Among the many unsung heroes of menswear — and their number includes a range of figures, from needle-wielding artisans on Savile Row to the technical wizards who maintain giant decatising machines — are pattern designers who cast their esoteric spells in the corner offices of the world’s wool mills.
Dreaming up patterns is just the start of their remit: from here, they are responsible for coming up with dizzying mathematical formulas that direct the precise order in which weft and warp ends will interlace, then writing those formulas out by hand for machine operators to programme, then creating a peg plan (the principle of which calls to mind a self-playing fairground organ’s pinned barrel) that dictates the order in which each shaft on a loom should lift, and to what height, in order to make the pattern unfurl, in all its magical intricacy, from the loom.
It’s a sophisticated process that, once witnessed, will make the stoniest of atelier patrons flick through the swatch books with something approaching awe. The pattern designer’s task is a particularly baroque one when it comes to complex check fabric, but their sterling efforts have paid dividends over the years.

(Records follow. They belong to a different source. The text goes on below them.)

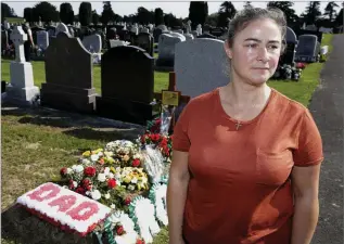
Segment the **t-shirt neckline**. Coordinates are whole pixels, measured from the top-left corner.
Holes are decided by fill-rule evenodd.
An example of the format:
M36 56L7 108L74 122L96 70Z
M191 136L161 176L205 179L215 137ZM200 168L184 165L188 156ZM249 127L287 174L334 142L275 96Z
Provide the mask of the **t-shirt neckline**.
M219 87L216 88L214 90L214 93L216 95L216 111L219 111L221 117L224 118L227 118L228 120L231 120L232 123L235 123L235 124L241 124L241 125L249 125L249 124L252 124L252 123L255 123L256 120L258 120L264 114L265 112L267 111L267 108L269 107L269 105L271 104L271 101L272 99L275 98L275 94L276 94L276 90L273 88L270 88L271 91L270 91L270 94L269 94L269 98L268 98L268 101L266 102L264 108L260 111L260 113L254 117L253 119L250 119L250 120L238 120L235 118L232 118L230 115L228 115L222 106L222 103L221 103L221 99L220 99L220 94L219 94Z

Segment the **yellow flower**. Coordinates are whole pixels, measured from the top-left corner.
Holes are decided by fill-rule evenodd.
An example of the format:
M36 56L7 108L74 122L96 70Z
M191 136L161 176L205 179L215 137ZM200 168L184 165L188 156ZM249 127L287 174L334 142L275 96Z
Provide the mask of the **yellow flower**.
M123 181L126 183L130 183L131 179L132 179L132 177L126 176Z
M127 154L123 156L123 160L124 160L124 162L128 162L129 158L130 158L130 157L129 157Z
M82 153L82 156L89 157L91 155L91 151L86 151Z

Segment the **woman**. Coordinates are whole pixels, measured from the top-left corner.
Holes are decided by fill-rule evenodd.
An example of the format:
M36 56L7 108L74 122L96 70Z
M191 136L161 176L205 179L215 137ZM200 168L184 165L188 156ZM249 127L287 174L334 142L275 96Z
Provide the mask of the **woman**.
M309 244L322 142L308 110L267 86L284 49L280 10L231 21L227 86L192 99L174 132L170 244Z

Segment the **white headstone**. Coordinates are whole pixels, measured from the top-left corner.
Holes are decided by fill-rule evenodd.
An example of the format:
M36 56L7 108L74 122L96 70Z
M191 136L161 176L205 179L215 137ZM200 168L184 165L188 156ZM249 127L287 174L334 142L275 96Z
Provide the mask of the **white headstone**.
M198 25L196 31L200 35L202 35L202 25Z
M195 38L176 44L176 88L191 98L229 82L224 41Z
M68 29L68 27L67 27L65 24L60 23L60 24L56 26L55 36L58 36L59 33L69 34L69 29Z
M27 40L27 34L24 33L22 26L14 26L11 34L11 40L15 48L15 62L26 62L24 55L24 42Z
M10 29L11 28L11 25L10 25L10 23L8 21L3 22L3 28L4 29Z
M98 34L85 37L82 44L91 53L100 53L102 51L102 38Z
M11 62L11 81L7 91L7 99L18 104L30 104L34 97L39 93L39 88L34 86L33 65L25 61L24 41L27 35L22 26L15 26L11 40L15 46L15 61Z
M37 46L42 50L49 47L49 34L46 30L37 31Z

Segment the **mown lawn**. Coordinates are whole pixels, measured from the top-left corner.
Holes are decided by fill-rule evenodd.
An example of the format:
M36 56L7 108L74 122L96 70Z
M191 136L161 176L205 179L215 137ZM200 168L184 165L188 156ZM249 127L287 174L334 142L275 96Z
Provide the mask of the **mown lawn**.
M324 35L322 44L331 43L331 35ZM332 50L330 46L330 50ZM1 79L10 81L10 62L2 60ZM304 105L308 105L313 92L319 84L323 64L307 66L298 82L269 81L269 85ZM44 82L43 62L33 62L35 85ZM100 67L94 67L94 87L100 93ZM155 92L167 88L168 74L155 72ZM84 117L82 121L94 119ZM59 175L62 166L76 163L85 149L97 149L105 143L132 138L133 129L97 128L80 121L67 113L53 113L43 110L9 110L2 107L2 198L1 209L10 206L16 197L40 183ZM9 240L2 243L10 244ZM154 244L168 243L164 229Z

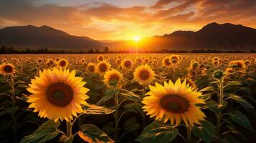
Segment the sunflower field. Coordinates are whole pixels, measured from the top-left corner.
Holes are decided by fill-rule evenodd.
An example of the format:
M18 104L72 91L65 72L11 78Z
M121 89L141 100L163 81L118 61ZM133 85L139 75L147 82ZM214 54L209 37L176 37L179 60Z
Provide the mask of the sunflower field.
M0 142L256 142L256 54L0 57Z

In fact, it’s easy to forget how much the many genres and sub-genres of check — a word, incidentally, derived from the ancient Persian word ‘shah’, meaning king, which entered English via the French ‘échec’ in the 11th century — have contributed to the menswear canon.
Tartan passed into the cooler realms of menswear (having been a staple for dog baskets and lumberjacks for so long) when punks adopted it as an ironic counter-play to its aristocratic and military connotations in the Victorian era. Modern adopters include Rubinacci (whose tartan Belgian loafers make for true boldness from the ground up) and Chester Barrie, whose tartan dinner jacket is another head-turning Rake collaboration.